TIME mentions North Carolina twice in its new cover story on the federal No Child Left Behind law.

In the first instance, the writers point out that the Tar Heel State is a pilot site for a new means of assessing NCLB success:

[U.S. Education Secretary Margaret] Spellings says she appreciates the need for “a more nuanced accountability system,” and her department is testing the growth model in North Carolina, Tennessee, Florida, Arkansas and Delaware. The main sticking point, she says, is having a data-management system that can accurately track the performance of individual students statewide. Another sticking point, she says, is ensuring that growth doesn’t replace the goal of moving kids up to grade level.

I’m guessing Terry Stoops has some ideas about the worth of the “growth model.”

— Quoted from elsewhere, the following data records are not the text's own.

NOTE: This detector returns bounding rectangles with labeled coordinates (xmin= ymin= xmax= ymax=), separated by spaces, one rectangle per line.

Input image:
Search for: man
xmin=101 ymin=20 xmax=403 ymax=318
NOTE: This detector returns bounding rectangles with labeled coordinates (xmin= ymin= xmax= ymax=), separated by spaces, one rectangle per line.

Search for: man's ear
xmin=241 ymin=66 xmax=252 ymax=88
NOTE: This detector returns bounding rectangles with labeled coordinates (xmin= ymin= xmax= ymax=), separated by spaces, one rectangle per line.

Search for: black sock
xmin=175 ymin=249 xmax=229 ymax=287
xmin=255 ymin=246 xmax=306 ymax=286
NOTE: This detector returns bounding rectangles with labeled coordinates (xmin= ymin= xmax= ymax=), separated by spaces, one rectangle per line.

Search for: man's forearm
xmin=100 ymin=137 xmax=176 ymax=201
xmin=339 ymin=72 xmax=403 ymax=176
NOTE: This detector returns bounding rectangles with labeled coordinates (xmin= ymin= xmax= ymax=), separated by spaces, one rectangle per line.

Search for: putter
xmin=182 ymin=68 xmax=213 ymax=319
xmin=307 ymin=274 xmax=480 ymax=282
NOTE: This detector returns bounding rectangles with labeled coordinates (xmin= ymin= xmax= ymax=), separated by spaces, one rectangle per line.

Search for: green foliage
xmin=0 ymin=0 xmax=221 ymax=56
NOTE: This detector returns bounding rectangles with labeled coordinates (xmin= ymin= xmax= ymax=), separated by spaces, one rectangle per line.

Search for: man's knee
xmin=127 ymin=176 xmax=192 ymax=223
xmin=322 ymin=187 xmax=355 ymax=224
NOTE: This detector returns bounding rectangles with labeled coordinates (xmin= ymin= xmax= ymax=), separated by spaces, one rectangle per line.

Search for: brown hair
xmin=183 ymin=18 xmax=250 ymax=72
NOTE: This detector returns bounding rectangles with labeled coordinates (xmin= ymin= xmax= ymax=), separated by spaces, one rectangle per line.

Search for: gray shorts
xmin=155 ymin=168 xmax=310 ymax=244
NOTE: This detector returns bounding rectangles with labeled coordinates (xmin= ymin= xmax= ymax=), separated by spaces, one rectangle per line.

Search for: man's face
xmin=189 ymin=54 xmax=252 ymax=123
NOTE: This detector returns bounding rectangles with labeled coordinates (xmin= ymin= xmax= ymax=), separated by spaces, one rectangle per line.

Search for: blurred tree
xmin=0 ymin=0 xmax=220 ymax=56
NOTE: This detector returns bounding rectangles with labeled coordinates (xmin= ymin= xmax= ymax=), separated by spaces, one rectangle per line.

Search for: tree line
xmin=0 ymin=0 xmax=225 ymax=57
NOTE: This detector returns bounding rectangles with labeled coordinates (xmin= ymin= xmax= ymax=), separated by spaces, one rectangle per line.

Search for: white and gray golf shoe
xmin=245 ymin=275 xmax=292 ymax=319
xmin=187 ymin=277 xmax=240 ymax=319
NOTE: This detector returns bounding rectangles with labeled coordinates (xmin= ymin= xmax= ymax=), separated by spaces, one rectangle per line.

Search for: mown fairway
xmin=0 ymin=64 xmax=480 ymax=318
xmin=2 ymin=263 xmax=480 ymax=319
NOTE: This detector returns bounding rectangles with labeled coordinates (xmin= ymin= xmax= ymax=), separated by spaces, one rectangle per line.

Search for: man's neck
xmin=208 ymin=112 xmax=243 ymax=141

The second reference is one the Tar Heel State will not like:

No wonder so many states have watered down their expectations. An analysis by researchers at the Thomas B. Fordham Foundation, a Washington-based nonprofit, found that the quality of educational standards–which are detailed, grade-by-grade, subject-by-subject learning goals–declined in 30 states from 2000 to 2006. That includes the four states–Delaware, Kansas, North Carolina and Oklahoma–said to be on track for 2014. Overall, only three states earned an A from Fordham on curriculum standards–which are also the basis for state tests; 37 rated C– or below.